NAS Outage #1
Incident scope: NAS user not able to access Web Interface for NAS
Incident duration: At least 30 hours, up to 72 hours
Incident resolution: Change router port
Last weekend I was not at home. Some time on Saturday afternoon, I wanted to access some of the self hosted services I host on my NAS. I entered the URL and waited. I knew that sometimes the first request takes some time (maybe the NAS powers down the hard disks), so after waiting some time, I just hit refresh. Still nothing. I tried another service. Nothing. I tried all of them. Nothing. I tried going to the IP address of the NAS directly. I get the default page from the web server, which comes up when I don't use the right hostname.
Okay, we have a problem. My first suspicion is that the DNS of my domain is broken somehow. I do a DNS query with
dig. I freak out a bit when I see two IP addresses there, but after some searching, I find that one of them belongs to my DNS provider and is needed because I have DynamicDNS. I log into my provider, Namecheap from whom I bought the domain and who is managing my DNS. Everything looks normal.
Then I try to ssh into the NAS. This works pretty well, although it seems to be pretty slow. I try to look around in the logs, nothing suspicious. I restart the nginx server. I restart several other packages on the NAS that I think might have anything to do with this. Nothing.
Then I think about trying to run
curl to download the main page from my NAS. And lo and behold, I see the HTML of the login page to the Web Interface appear. Okay, let's try again in the browser. After several minutes, the loading stops, but nothing shows up. I checkout the DOM Inspector and indeed things do show up there as well. What? There are no errors in the console, but the network tab does show that everything is really slow.
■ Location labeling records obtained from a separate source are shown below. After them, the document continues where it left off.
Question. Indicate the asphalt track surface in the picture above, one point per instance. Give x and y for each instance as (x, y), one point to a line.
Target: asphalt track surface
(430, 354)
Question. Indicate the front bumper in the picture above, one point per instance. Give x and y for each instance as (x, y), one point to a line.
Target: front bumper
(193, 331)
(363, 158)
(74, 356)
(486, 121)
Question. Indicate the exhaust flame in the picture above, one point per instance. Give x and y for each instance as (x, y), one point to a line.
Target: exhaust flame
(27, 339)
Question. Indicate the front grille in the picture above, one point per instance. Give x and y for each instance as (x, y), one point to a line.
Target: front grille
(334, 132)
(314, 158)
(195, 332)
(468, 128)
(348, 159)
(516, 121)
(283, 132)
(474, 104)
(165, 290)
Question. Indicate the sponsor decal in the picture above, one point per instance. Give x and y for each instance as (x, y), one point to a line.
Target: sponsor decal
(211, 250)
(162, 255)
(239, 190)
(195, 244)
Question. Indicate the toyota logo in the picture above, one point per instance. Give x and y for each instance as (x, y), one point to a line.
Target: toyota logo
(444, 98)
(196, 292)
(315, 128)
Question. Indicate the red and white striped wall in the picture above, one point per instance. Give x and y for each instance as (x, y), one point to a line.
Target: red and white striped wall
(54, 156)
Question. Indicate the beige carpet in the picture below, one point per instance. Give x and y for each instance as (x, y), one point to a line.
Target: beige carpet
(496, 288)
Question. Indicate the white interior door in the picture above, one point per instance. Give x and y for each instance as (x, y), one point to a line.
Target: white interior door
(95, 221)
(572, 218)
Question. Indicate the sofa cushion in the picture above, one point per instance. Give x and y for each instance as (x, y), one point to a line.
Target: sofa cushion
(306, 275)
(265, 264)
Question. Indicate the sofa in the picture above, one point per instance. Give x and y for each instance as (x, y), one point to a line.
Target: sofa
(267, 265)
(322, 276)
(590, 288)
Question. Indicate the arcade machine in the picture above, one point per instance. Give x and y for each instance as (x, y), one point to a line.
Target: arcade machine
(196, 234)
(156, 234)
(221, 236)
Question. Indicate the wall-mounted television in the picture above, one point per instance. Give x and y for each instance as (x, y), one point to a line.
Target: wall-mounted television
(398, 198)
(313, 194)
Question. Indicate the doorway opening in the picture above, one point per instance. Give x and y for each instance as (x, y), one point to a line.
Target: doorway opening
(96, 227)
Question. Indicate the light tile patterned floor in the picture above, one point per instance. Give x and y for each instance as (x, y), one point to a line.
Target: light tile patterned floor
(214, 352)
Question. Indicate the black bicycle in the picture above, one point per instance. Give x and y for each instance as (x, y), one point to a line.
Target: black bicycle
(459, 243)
After several hours of investigations, I give up and enjoy my time with my in-laws. I put my SRE hat back on only after I get back home the next day. Unsurprisingly, I still can't connect even from the LAN. It's actually a bit better, because some things open, but it's very flaky. And even more surprisingly, I discovered that I had Monica open on my phone browser and I can navigate it there! What is going on?
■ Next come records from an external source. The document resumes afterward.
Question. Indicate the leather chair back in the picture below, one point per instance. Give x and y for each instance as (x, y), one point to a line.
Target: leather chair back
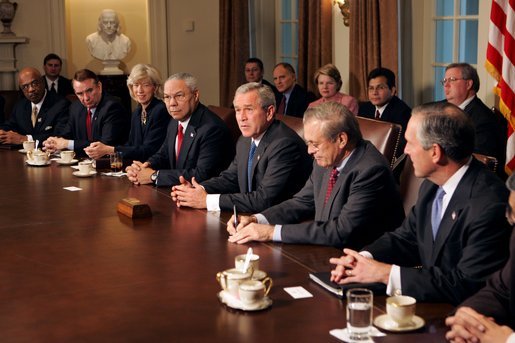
(384, 135)
(228, 115)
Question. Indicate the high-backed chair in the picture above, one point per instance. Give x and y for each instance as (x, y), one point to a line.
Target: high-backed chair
(384, 135)
(228, 115)
(11, 97)
(409, 184)
(293, 123)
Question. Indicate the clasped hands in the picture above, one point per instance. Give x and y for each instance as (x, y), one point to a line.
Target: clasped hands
(354, 267)
(467, 325)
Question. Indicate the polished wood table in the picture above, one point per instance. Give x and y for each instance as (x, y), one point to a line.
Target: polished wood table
(73, 269)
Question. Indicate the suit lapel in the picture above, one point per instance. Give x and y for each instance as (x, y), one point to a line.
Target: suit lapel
(452, 213)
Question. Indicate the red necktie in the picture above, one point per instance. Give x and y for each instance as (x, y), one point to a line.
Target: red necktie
(180, 136)
(332, 180)
(88, 125)
(282, 106)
I had recently moved the NAS to another room and I had tested the speed of my home network with iperf3. I decided to test it again. On the NAS I ran the following command:
sudo docker run -it --rm -p 5201:5201 networkstatic/iperf3 -s
And on my desktop I ran:
iperf3 -c 192.168.100.15 -p 5201 -t 30
The first time I tested it, in the first room, it was around 900 Mbits/sec.
After I moved it to the other room, it dropped to around 500 Mbits/sec, but I assumed that's because of the lower quality cable that had been placed in the wall. But now, when I ran it again, I got around 40-50 Mbits/sec, sometimes even 0 Mbit/sec for several seconds. I ran the test several times and then I noticed something that looked suspicious: a column called "Retr" with values like "165", "229", "66", "160" in it. "Retr" looks very much like "Retries". My hunch is confirmed when looking in the iperf manual: some TCP packets are being retransmitted, which means I have packets dropped somewhere or packet corruption.
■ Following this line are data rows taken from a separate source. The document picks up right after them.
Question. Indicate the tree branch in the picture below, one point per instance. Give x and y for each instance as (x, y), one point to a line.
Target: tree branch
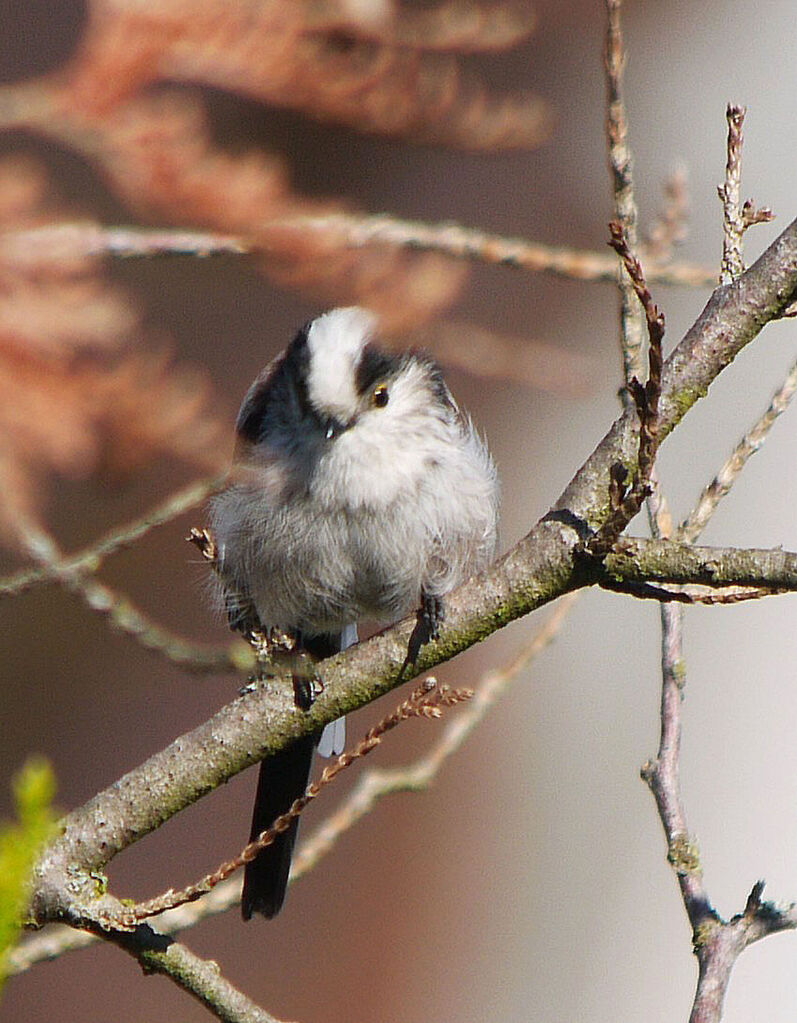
(547, 563)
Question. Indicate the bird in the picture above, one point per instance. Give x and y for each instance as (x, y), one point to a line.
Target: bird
(359, 493)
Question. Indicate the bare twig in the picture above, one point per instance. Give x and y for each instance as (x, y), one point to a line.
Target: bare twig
(372, 787)
(468, 242)
(625, 500)
(543, 565)
(90, 559)
(690, 594)
(121, 612)
(625, 213)
(88, 238)
(428, 700)
(736, 218)
(733, 225)
(712, 494)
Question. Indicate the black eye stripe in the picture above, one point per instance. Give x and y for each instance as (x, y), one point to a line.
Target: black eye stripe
(279, 397)
(373, 367)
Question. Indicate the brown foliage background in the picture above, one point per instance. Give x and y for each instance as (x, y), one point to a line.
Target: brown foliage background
(532, 879)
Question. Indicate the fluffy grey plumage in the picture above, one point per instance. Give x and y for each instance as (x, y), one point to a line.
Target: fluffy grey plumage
(344, 508)
(359, 492)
netstat -i confirms that yes, I have errors only among the received packets. Searching for this issue reveals that the most common issue is a bad cable. I had crimped the Ethernet cable in the other room when I moved the NAS there, so I thought that's the problem. I recrimped it, but no luck. Then I thought that maybe the other end is bad. Nope. Then I tried plugging it into the other empty LAN port in the router. Bam. No more packet retries. Speed between my desktop and NAS is back to 900 Mbits/sec. I can access all the services. Outage over. The problem was a faulty port on my ISP provided router.
This was my biggest outage I ever had so far with my NAS. All previous ones were several hours long at best, if the internet went out. I have a UPS, so even short electrical outages don't affect it. I didn't like the router I had from my ISP, but now I'll have an even bigger reason to get it replaced as soon as possible. A lesson I learned from this is that intermittent network errors can cause very weird issues, which can be partially masked because TCP has a lot of redundancies and retries built in.